While that's in fewer than 500 days, Windows 7 still accounts for around 40 per cent of the world's desktop and laptop computers, many of them humming away in corporate and public-sector environments around the world.
For the first time, though, Microsoft has explicitly promised that it will carry on supporting Windows 7, but only for users willing to pay.
It followed the same policy with Windows XP, but those deals tended to be done behind closed doors, and organisations had more pressing security reasons for migrating from Windows XP, rather than dragging their feet.
Prices will vary depending on volume (charges are per machine), and will increase over time.

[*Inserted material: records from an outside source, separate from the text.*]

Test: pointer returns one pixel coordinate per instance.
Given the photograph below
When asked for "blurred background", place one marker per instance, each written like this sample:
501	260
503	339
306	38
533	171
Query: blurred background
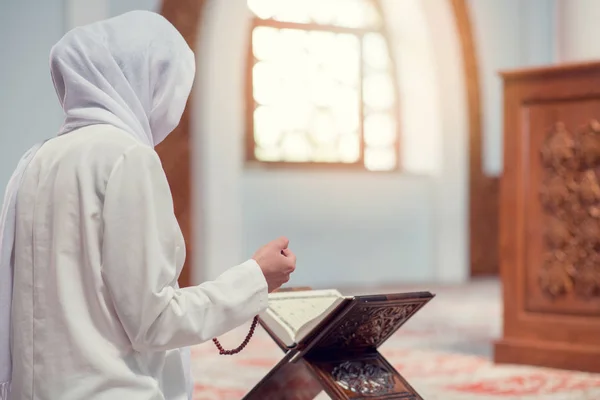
371	133
343	124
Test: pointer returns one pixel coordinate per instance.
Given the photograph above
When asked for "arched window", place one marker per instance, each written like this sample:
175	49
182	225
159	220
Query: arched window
322	86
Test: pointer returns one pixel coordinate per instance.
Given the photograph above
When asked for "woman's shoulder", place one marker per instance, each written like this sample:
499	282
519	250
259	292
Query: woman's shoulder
95	149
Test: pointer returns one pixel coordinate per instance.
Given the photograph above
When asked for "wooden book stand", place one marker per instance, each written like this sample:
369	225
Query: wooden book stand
341	357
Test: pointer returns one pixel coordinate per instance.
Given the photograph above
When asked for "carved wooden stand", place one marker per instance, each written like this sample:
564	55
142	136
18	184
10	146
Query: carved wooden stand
550	218
341	358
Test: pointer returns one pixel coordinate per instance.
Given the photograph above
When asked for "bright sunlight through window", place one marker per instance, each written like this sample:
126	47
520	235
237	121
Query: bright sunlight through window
323	89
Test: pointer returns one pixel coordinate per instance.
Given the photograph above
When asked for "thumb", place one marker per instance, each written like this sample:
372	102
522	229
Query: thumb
281	243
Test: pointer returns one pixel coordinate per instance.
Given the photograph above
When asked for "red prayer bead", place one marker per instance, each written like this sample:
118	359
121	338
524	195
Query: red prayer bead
224	352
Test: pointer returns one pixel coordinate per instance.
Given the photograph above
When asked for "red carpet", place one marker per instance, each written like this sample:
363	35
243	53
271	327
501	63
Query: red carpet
444	352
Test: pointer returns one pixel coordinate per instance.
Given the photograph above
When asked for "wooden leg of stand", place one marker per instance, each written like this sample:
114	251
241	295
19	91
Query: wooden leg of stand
287	381
360	377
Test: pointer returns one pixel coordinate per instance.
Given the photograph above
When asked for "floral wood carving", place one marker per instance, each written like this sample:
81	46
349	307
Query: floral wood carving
364	378
570	197
369	325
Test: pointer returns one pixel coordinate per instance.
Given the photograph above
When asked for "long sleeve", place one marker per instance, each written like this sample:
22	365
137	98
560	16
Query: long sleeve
142	250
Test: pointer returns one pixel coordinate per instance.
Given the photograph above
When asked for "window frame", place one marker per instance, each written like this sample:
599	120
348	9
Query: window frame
251	104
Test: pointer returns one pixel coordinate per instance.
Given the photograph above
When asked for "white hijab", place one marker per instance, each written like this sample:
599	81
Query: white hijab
134	72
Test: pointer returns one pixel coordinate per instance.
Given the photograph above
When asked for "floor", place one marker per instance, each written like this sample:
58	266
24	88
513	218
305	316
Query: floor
444	352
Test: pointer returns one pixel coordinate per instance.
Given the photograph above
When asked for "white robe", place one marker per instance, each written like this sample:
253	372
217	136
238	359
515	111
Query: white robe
96	309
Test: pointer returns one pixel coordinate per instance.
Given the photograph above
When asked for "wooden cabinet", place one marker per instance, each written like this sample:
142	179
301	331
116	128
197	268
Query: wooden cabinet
550	218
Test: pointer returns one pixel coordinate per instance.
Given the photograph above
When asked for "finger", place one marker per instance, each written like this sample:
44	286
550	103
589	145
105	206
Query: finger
282	243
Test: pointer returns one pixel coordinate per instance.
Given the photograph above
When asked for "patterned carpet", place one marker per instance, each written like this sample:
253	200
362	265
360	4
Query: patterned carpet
444	352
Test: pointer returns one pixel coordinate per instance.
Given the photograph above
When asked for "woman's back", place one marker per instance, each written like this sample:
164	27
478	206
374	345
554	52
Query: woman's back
68	341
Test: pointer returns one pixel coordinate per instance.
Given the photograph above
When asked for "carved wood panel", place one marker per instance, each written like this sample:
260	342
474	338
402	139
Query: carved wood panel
563	207
364	377
368	325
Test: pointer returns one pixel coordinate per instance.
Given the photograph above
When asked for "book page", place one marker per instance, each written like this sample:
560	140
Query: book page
296	309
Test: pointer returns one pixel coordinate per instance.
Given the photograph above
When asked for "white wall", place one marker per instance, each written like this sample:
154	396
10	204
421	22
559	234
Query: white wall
508	34
29	110
578	30
348	228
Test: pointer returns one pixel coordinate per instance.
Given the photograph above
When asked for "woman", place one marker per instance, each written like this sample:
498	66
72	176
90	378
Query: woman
90	242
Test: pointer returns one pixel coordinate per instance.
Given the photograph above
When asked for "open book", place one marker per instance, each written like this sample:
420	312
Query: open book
291	316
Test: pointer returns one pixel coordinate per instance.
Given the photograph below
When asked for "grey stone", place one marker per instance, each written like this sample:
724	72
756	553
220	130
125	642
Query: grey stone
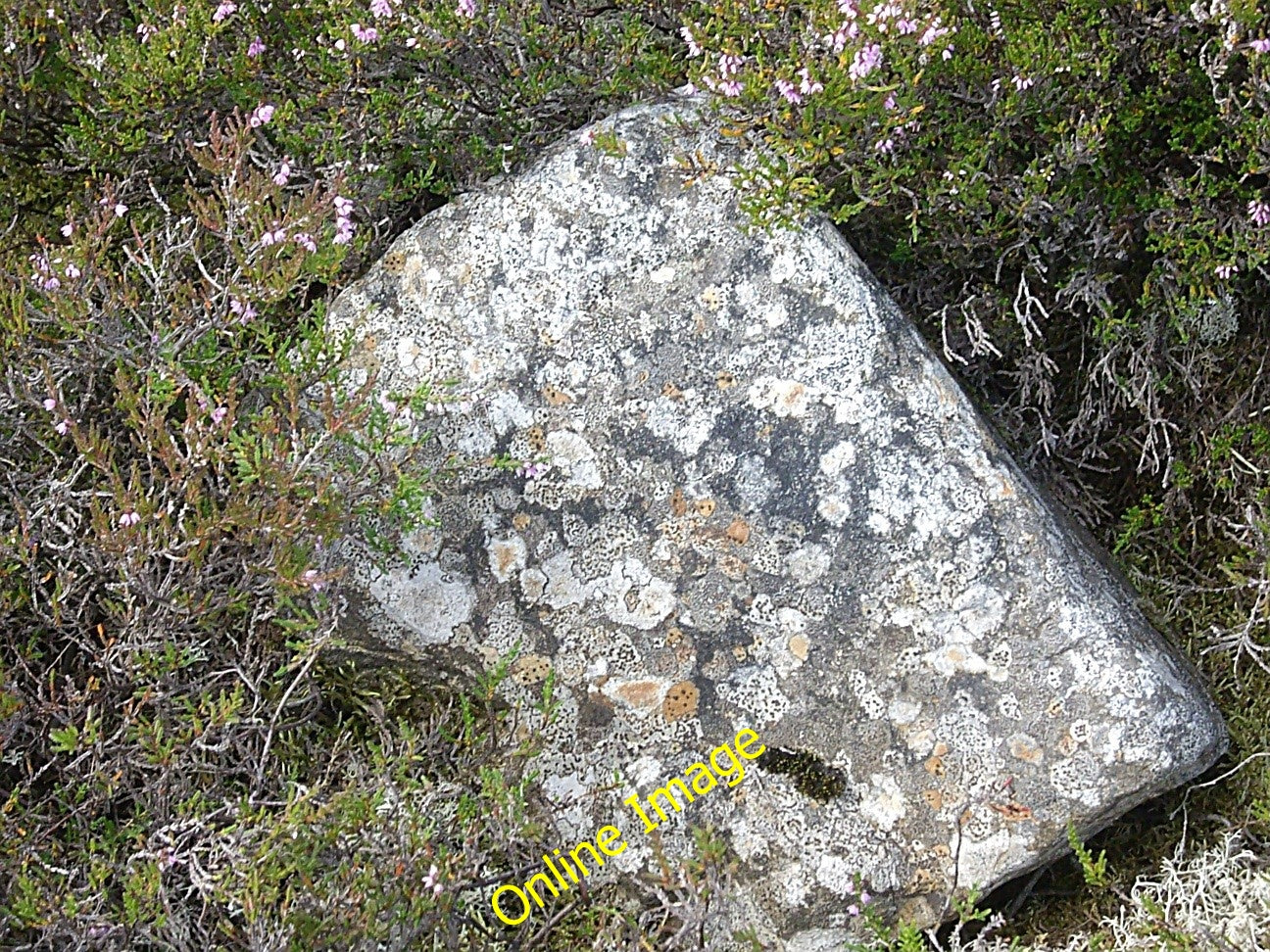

So, by January 2023, when even this new form of extended-extended support end, organisations running Windows 7 could be paying a small fortune.
In a recent survey, it was found that well over half of companies had no plans to move to Windows 10.
Microsoft has not suggested that it has any plans to make businesses contractually obliged to show that they are working towards migration, as they did with Windows XP. By 2022, though, it may be that the fees are so high that it's actually worth more to Microsoft not to force upgrades.
It is understood that the UK government paid £5.5m in public money for a year of extended support for Windows XP, which didn't include vital services like the NHS - indicating how profitable extended-extended support could be for the software giant.